LayerNorm Layout Optimization Error During Segmentation Model Quantization: Size of values 0 does not match size of permutation 4 @ fanin shape in segmentator fpn_res18 model

LayerNorm Layout Optimization Error During Segmentation Model Quantization

Summary

I’m experiencing a persistent layout optimization error when converting a FPN ResNet-18 segmentation model (from Fishial.ai) to Hailo-8. The error occurs during the Statistics Collector phase and appears to be related to LayerNorm operations.
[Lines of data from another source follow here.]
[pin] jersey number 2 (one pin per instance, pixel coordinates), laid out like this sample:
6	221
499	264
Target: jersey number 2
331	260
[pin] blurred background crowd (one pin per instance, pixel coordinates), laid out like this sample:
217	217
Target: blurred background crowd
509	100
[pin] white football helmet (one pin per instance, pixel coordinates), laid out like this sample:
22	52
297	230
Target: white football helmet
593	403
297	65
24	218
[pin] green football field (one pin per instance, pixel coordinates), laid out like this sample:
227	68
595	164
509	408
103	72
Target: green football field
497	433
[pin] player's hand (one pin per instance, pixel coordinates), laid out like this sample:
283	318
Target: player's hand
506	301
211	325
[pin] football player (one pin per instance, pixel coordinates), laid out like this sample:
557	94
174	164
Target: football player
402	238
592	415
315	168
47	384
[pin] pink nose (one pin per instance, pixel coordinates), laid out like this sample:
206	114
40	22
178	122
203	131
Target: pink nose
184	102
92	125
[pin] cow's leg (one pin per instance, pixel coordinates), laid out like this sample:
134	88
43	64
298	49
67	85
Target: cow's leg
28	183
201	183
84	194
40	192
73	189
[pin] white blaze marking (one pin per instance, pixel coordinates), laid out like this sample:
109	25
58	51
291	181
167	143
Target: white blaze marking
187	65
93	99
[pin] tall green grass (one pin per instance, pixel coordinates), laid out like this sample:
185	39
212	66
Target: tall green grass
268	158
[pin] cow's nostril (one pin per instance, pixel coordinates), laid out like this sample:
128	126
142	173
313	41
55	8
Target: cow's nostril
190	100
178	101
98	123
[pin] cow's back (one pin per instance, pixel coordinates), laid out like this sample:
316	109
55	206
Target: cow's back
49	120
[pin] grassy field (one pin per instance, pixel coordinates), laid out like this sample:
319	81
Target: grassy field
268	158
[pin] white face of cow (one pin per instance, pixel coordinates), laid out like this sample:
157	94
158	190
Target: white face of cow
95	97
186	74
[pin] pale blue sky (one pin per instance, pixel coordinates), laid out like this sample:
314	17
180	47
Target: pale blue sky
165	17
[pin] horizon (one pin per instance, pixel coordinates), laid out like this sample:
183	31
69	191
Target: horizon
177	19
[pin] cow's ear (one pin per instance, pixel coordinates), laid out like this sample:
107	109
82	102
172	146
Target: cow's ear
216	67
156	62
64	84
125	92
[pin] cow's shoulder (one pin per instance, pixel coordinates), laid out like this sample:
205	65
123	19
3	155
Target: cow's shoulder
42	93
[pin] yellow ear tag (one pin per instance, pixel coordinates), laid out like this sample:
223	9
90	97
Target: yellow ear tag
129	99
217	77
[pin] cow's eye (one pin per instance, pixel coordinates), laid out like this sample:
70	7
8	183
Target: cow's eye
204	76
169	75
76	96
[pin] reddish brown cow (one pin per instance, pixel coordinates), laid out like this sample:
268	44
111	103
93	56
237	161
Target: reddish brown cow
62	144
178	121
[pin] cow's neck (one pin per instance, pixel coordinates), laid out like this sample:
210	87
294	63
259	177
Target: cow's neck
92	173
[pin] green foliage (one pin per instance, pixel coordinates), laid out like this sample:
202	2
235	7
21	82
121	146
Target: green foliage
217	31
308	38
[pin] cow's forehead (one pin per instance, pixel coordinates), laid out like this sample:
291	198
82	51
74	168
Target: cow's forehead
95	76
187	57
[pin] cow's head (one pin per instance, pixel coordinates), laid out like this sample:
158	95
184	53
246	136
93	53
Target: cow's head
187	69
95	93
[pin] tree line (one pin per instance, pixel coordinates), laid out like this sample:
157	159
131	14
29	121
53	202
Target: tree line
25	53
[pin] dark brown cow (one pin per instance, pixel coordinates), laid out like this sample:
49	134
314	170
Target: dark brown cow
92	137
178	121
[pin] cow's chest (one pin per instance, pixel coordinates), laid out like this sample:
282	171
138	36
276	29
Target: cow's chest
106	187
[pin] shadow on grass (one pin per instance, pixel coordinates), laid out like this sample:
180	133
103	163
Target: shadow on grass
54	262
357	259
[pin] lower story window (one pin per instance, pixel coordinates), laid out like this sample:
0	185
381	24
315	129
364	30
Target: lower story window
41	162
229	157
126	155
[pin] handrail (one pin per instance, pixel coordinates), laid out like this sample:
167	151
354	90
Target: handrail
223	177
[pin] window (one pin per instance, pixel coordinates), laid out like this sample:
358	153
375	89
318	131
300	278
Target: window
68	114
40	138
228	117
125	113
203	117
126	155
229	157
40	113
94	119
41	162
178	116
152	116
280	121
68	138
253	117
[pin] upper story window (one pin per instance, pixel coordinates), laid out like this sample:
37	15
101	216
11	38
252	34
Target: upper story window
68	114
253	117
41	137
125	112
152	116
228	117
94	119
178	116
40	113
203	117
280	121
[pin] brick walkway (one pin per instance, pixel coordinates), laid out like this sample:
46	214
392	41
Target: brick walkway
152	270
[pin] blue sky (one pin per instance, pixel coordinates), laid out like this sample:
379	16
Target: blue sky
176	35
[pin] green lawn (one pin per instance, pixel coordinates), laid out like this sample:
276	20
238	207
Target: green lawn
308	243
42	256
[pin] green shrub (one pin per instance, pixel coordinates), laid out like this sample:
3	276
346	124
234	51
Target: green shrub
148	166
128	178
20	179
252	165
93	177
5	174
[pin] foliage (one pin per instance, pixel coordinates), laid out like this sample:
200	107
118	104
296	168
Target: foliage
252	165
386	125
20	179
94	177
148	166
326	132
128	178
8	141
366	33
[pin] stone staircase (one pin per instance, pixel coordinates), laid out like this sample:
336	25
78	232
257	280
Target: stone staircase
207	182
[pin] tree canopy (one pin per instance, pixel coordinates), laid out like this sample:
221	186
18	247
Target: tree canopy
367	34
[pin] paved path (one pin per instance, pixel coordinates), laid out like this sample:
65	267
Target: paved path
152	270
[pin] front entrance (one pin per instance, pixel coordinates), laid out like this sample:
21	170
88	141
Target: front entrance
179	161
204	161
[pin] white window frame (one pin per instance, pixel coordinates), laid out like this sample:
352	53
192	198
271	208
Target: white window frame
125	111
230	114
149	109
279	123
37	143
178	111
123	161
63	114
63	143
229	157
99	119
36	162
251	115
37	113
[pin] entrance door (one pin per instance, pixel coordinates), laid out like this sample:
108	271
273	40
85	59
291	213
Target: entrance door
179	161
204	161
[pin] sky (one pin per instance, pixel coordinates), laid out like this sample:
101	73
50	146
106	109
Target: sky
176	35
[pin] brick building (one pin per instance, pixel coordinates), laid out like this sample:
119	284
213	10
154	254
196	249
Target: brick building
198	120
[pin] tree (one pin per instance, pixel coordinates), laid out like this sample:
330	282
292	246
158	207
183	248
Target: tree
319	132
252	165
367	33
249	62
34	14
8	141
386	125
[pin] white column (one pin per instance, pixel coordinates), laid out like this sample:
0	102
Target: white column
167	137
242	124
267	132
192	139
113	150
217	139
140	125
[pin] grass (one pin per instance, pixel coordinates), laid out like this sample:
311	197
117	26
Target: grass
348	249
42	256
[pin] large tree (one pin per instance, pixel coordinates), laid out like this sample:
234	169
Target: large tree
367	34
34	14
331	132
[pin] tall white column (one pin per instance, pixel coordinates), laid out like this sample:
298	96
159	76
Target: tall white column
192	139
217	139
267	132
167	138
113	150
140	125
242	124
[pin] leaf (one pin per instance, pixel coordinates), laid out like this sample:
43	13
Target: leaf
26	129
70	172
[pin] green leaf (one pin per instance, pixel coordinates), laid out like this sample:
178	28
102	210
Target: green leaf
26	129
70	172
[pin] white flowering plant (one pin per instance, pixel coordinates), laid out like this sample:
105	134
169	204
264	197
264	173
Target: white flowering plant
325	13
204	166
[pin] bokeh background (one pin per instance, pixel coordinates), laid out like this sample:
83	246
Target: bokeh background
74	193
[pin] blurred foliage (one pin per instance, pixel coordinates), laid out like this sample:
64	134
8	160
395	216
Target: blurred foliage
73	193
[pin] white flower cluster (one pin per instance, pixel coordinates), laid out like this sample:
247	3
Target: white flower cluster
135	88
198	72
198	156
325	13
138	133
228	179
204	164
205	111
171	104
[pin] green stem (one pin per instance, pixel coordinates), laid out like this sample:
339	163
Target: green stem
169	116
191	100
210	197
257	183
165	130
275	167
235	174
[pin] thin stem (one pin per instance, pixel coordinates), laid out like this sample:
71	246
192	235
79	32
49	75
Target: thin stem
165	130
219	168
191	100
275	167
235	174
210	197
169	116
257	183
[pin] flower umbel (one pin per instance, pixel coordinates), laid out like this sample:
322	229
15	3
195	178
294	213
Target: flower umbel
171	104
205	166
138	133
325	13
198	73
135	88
I’ve tried multiple ONNX export configurations without success.

Environment

  • Hailo DFC Version: 3.33.0
  • HailoRT Version: 4.23.0
  • Target Hardware: Hailo-8 (26 TOPS)
  • Host System: WSL2, Ubuntu 22.04, Python 3.10
  • GPU: RTX 4080 (16GB VRAM)
  • Docker Image: Based on Hailo AI SW Suite 2025-10

Model Details

  • Architecture: FPN (Feature Pyramid Network) with ResNet-18 backbone
  • Task: Fish segmentation
  • Input Shape: [1, 3, 416, 416] (static)
  • Output Shape: [1, 1, 416, 416] (segmentation mask)
  • Model Size: 13M parameters
  • Source: Fishial.ai segmentator model (TorchScript → ONNX → HAR)

Error Message

E0000 00:00:1761695513.267114      33 meta_optimizer.cc:966\] layout failed: INVALID_ARGUMENT: 
Size of values 0 does not match size of permutation 4 @ fanin shape in
segmentator_fpn_res18_416_1/reduce_mean1_spatial_variance_layer_normalization5_1/
act_op_1/StatefulPartitionedCall/SelectV2-1-TransposeNHWCToNCHW-LayoutOptimizer

When it occurs: During Statistics Collector calibration phase (after LayerNorm Decomposition completes successfully)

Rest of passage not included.